Margaret Klenck

Margaret L. Klenck, M.Div., LP (born January 9, 1953 in Reading, Pennsylvania, USA), is a former American stage and screen actor and a leader of the Jungian analysis profession and president of the Jungian Psychoanalytic Association.

Career

Acting

Her acting career began after her graduation in 1977 from the American Conservatory Theater in San Francisco. In 1978 she began portraying Edwina "Cookie" Lewis Dane on the soap opera One Life to Live and continued in that role until 1985. She also played Kitty Fielding on As the World Turns in 1993. She has also performed in theaters across the country and on Broadway, and gave a critically acclaimed starring performance in the 1986 film Hard Choices (1986), in which she played a social worker who becomes romantically involved with a drug dealer. She has also appeared in numerous movies of the week and episodic TV guest-star roles.[1] She portrayed a rural veterinarian in the "Peregrine" episode of the science fiction series Starman that aired in November 1986.[2] As part of the promotion for her soap opera work, Klenck appeared in a two-part filmed television segment discussing and showing the cutting of her long hair to a shorter style.[3]

Jungian analyst

She is a Jungian Analyst in private practice in New York City and the president of the Jungian Psychoanalytic Association in New York,[4] where she also teaches and supervises. She is a member of the C. G. Jung Institute of Philadelphia and has served on the faculty there and at the Blanton-Peale Institute. She has lectured and taught nationally and internationally as an authority on the life and thought of Carl Jung. She is a graduate of the C.G. Jung Institute of New York and holds the Masters of Divinity (M.Div.) from Union Theological Seminary (New York), where she concentrated in Psychology and Religion.
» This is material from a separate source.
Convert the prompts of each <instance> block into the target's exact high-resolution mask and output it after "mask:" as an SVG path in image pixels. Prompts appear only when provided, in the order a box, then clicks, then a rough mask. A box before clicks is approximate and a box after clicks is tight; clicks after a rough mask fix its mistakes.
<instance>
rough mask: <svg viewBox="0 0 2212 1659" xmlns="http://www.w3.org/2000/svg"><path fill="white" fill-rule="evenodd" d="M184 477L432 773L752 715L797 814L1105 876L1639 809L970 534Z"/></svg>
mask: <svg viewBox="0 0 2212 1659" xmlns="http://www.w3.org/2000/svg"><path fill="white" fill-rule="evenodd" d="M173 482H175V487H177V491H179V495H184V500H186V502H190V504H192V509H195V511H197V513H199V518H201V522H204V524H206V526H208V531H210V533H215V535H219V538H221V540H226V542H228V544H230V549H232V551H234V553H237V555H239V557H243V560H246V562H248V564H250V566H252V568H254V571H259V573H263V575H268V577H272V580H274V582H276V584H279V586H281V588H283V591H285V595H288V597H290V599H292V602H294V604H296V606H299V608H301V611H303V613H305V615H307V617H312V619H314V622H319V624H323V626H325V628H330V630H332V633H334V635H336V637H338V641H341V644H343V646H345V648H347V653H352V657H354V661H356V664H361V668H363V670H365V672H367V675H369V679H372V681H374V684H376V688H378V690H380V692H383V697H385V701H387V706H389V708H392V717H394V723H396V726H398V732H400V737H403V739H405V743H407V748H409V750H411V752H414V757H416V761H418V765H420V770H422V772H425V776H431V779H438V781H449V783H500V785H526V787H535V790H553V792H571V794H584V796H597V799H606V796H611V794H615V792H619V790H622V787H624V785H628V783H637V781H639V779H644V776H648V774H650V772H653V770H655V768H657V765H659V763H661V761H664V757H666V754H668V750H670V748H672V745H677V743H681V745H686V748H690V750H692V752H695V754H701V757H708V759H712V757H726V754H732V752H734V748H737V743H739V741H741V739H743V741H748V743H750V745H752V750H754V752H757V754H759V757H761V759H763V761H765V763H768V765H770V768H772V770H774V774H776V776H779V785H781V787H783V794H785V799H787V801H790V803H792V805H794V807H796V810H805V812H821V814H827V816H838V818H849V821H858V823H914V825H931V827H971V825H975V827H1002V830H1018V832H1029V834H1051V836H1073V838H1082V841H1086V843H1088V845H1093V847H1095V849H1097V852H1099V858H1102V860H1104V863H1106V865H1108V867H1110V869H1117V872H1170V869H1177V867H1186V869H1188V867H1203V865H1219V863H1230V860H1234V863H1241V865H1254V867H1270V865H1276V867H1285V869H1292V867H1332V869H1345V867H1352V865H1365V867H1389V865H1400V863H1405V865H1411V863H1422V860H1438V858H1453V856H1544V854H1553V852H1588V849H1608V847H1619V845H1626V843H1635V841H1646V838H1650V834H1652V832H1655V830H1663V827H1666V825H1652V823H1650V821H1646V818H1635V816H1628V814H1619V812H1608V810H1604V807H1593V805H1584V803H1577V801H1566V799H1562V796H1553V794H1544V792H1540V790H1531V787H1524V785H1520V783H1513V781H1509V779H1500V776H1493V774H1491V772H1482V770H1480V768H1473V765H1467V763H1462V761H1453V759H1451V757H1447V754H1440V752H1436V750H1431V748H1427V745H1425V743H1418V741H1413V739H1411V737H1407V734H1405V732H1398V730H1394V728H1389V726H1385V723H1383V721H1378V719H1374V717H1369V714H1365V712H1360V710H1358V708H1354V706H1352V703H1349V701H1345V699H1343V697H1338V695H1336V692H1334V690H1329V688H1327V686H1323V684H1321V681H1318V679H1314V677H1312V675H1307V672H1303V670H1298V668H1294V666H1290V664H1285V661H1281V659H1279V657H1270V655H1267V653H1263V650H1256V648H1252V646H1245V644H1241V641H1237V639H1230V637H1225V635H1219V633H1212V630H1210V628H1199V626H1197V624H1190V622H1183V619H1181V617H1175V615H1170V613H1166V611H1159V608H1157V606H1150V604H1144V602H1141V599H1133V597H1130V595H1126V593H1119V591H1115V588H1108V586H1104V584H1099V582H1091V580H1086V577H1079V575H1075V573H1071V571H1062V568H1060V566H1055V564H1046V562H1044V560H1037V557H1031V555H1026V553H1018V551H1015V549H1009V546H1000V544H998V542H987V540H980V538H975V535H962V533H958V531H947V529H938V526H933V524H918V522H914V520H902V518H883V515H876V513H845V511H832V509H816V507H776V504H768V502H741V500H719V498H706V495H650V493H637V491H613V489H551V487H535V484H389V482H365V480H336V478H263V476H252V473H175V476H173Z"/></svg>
In 2004 she participated in a discussion with scientists, theorists and professors presented as a documentary in two parts by PBS as The Question of God: Sigmund Freud and C.S. Lewis, discussing the existence or non-existence of God based on ideas about the sources of morality and other indications.

Erroneous obituary

The New York Times erroneously printed her obituary prominently in its August 26, 1993 issue, confusing her with the late African American actress whose name, Edwina Lewis, matched the name of the character Klenck played on One Life to Live.[5] Lewis died of a heart attack at age 42 three days before the obituary appeared, Klenck's agent at Ambrosio/Mortimer reported that they began answering the telephone by saying, "Ambrosio/Mortimer-She's-Not-Dead" because of the volume of calls about Klenck's status. At the time Klenck commented, "The Times and Variety—just great. It means I'm dead on both coasts. If there was an upside, I got to attend my own funeral, in a way. There were memorials being planned. I saw that many people out there loved and respected me." [6] She commented later that by coincidence this obituary marked her transition from acting to her present profession in Jungian psychology.

Personal life

She is married to cinematographer and director Tom Hurwitz; they have one child.[7]